Following the collapse of the Sikh Empire in the mid-19th century, the British East India Company granted control of Kashmir to Raja Gulab Singh of the Dogra Kingdom as a reward for his support during the Anglo-Sikh war of 1845-46. Gulab Singh, who controlled the Jammu region, later combined Jammu with Kashmir and Ladakh to form the princely state of Jammu and Kashmir as authorised by the British Raj. The Dogra dynasty, which emerged from the Dogra community of Jammu, ruled Jammu and Kashmir for over a century, from the early 19th century until 1947.
Many Kashmiris harboured resentment towards the Dogra rulers because of the repressive policies towards the native Kashmiri population, which included exorbitant taxes, forced labour, and restrictions on their right to political freedom. This led to the emergence of a radical political movement in Kashmir aimed to undermine the Maharaja’s rule and advance greater independence and self-determination for Kashmiris.
During a time when politics was perceived as a male-dominated field and women had limited political influence, several Kashmiri women made their political debut. The history of Kashmir is filled with tales of women who resisted with bravery, and sacrifice, and showed an unwavering commitment to the cause of self-determination and justice.
Krishna Misri symbolised courage and inspiration for the women of Kashmir. Her active participation in the women’s militia showed that women could play a crucial role in defending their homes. Begum Zainab and Begum Akbar Jahan were two prominent women who played an active role in the freedom struggle of Kashmir. They discarded purdah and took to the streets to fight against the oppressive regime of the Maharaja. Their efforts to collect donations and arrange relief for the victims of the Dogra rule’s corruption showed that the people of Kashmir stood united in their right to self-determination.
However, Zuni Gujjari, who exemplifies bravery and perseverance and who rose to prominence as a result of her participation in Kashmir’s campaign for independence from the Dogra rule, is a name forgotten today. Despite the dangers involved, she was renowned for her fearlessness and willingness to challenge the authorities, leading to her being incarcerated up to nine times for her political actions during the Maharaja’s reign.
Moreover, her husband even left her as a result of her participation in the movement. Sadly, Zuni’s sacrifice for her beliefs became even more poignant when her young son was tragically killed while participating in a protest. However, she remained undeterred in her pursuit of Kashmiri independence from the Dogra rule.
Zuni Gujjari has been instrumental in shaping the history of Kashmir, first during the Dogra era, then by fighting alongside India against Pakistan and advancing India’s cause for independence. When the invasion of Kashmir by Pakistani tribesmen on October 22, 1947, occurred, it served as a catalyst for people to take up arms and fight for their homeland’s liberation. A people’s militia was established and members from every religious background were recruited.

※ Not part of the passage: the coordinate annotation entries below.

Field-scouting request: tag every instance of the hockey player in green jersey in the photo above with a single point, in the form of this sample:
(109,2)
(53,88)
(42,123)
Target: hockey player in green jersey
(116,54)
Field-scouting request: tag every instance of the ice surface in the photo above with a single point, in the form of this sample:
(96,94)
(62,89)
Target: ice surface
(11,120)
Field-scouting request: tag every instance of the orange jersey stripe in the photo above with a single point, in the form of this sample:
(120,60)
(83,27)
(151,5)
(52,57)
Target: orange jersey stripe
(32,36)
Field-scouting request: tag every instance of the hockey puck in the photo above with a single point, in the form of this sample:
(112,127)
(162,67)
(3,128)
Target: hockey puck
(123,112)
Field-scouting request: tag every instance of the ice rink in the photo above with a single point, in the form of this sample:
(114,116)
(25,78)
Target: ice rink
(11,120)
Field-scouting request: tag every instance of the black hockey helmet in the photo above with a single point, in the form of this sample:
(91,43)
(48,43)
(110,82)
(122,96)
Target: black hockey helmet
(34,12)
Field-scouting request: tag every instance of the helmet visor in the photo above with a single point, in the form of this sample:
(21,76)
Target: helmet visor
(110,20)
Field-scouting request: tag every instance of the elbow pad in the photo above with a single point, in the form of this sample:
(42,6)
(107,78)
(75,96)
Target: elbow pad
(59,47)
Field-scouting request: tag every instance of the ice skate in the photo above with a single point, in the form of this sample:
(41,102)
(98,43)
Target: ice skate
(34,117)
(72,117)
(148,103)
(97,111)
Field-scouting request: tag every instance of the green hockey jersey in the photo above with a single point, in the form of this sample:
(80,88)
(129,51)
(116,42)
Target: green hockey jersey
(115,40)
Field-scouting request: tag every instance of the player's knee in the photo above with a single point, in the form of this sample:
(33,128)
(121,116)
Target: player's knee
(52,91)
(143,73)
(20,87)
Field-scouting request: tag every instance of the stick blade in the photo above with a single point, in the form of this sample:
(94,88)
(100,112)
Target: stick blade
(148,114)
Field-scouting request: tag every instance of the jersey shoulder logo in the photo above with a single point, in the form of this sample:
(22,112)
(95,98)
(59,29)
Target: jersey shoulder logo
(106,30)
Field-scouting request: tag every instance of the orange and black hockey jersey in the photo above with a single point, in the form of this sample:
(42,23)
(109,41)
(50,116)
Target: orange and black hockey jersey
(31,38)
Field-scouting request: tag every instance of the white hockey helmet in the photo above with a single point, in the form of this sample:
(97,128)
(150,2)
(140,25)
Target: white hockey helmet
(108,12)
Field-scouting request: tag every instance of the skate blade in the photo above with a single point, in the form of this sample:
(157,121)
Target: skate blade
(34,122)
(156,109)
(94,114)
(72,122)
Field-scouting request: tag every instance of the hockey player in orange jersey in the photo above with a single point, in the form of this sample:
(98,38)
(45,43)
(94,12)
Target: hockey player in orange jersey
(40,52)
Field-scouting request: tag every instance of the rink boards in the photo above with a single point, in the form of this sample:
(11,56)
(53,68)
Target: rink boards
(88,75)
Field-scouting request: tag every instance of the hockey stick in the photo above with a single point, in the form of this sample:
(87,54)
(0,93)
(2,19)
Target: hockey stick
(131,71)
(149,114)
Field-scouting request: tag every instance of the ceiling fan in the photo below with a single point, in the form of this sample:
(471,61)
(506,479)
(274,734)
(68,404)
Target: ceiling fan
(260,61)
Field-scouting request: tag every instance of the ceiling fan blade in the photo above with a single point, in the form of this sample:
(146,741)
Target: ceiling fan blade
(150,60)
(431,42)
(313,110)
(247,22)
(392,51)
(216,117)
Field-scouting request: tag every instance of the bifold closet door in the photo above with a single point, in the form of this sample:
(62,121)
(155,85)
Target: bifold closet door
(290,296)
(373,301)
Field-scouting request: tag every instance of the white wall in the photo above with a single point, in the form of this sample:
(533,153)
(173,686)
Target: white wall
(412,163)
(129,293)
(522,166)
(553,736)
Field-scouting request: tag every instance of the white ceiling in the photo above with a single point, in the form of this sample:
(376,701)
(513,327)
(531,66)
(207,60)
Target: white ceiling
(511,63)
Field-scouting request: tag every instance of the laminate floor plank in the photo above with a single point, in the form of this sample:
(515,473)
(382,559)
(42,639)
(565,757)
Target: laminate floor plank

The Women’s Self-Defense Corps, the women’s division of the militia, was formed on the sidelines and Gujjari quickly signed up for the women’s militia. It’s essential to note that the National Conference was a party with significant influence in Kashmir at that time, and was in favour of joining India.
However, the imprisonment of National Conference leaders triggered the rise of the Women’s Self-Defence Corps, a women’s militia in Kashmir, with Zuni Gujjari and other women being pioneers. Her contributions to the liberation struggle of Kashmir serve as a testament to her courage and dedication to the cause.
“Zuni Gujjari-a Muslim tribal woman during the turbulent times in Kashmir valley succeeded in falsifying every existing myth portrayed against women’s identity. She can be mentioned as the most trustworthy Comrade of NC-a left-leaning party of that time”, Dr Hakim Singh, Assistant Professor, Department of Political Science, CT University Punjab.
“She served as an army leader to defend her people and land from both internal as well as external forces when women were also seen as a symbol of wickedness, weakness, evil and mistrust, ignorance, etc. She became a part of the mainstream nationalist movement when women from her community were totally ignorant, illiterate, unemployed, and dispossessed and their role was limited to cooking, animal rearing, etc. And her type of bold and militant comradeship against the oppression in this region originated with her only,” Dr Hakim Singh added.
Zuni Gujjari persevered in her cause despite these obstacles and became a representation of resistance for many Kashmiris. Her life and legacy have come to represent the struggle for regional independence as well as the sacrifices made by countless Kashmiris in support of this cause. She continues to motivate future generations to carry on the fight by serving as a reminder of the bravery and tenacity of those who have struggled for freedom and justice in Kashmir.
I shall march forth with a machine gun in hand,
I shall not let the raiders encroach on my garden;
I shall paint my nails with the blood of those that covet me,
Long live the revolution, hail, hail the revolution!
These lines are an English translation from Mirza Ghulam Hassan Beg Arif’s poem “Inquilab Zindabad” for praising women like Zuni Gujjari.
Although the Women’s Self-Defence Corps, the militia’s official name, probably had fewer than 100 members, it garnered a lot of attention and celebration. While never engaging in battle, the militia members underwent rifle training, raising the possibility that there was a conscious effort to portray the group as a representation of the progressive nationalist movement’s idea of a “New Kashmir”. Beyond only being a part of the militia and appearing in propaganda pictures, women greatly impacted Kashmiri nationalism in the 1940s.
A comprehensive and forward-thinking political programme known as “New Kashmir” was developed by communists and influenced by Soviet texts. It contained a section on women’s rights that demanded equal pay, paid parental leave, access to a range of trades and professions, property ownership and inheritance rights, and the ability to agree to marriage.
The men’s substantially larger militia was subsequently incorporated into the Indian armed forces after the women’s militia was disbanded at the end of 1948. The role of women in Kashmir’s struggle for autonomy has been significant and often overlooked.
From Zuni Gujjari’s bravery and sacrifice to the establishment of the Women’s Self-Defence Corps, women have been at the forefront of the fight for freedom and justice in Kashmir. Their contributions have helped shape the region’s history and continue to inspire future generations to carry on the fight for freedom and equality. As we reflect on the past and work towards a better future, it is important to recognise and celebrate the role of women in Kashmir’s struggle for freedom and justice.